Just wanna know what's the difference between statsmodels' OLS and scikit's PooledOlS using the same panel dataset I have. I tried both and they gave me the same results. Does that mean they're essentially doing the same thing but from different packages? Am I supposed to get the same results? Or is it that I am doing something wrongly?

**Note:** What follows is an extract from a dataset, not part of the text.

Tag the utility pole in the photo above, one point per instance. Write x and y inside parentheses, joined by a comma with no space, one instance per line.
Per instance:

My dataset looks something like that below:
excessreturnlag1m ROA ... momentum6m momentum12m
bank date ...
bankA 2019-06-30 -14.564600 0.9795 ... 0.14 -0.24
2019-05-31 7.522300 0.9795 ... -0.69 -1.97
2019-04-30 -2.020400 0.9795 ... 1.36 -1.70
bankB 2019-06-30 -5.969600 0.9915 ... -0.39 -1.77
2019-05-31 0.220200 0.9915 ... -0.24 -2.00
2019-04-30 -1.900000 0.9915 ... -0.06 -1.42
bankC 2019-06-30 2.721700 0.9763 ... -0.38 -1.13
2019-05-31 -8.418900 0.9763 ... -1.28 -1.19
2019-04-30 -1.001100 0.9763 ... -3.06 -1.16
I currently have a MultiIndex (bank and date) in my Dataframe. Am I supposed to use that to do a panel regression?
Edit: OK from what I understand, PooledOLS is a "special" case of multiple linear regression so it will give the same results as statsmodels' OLS? Correct me if i'm wrong!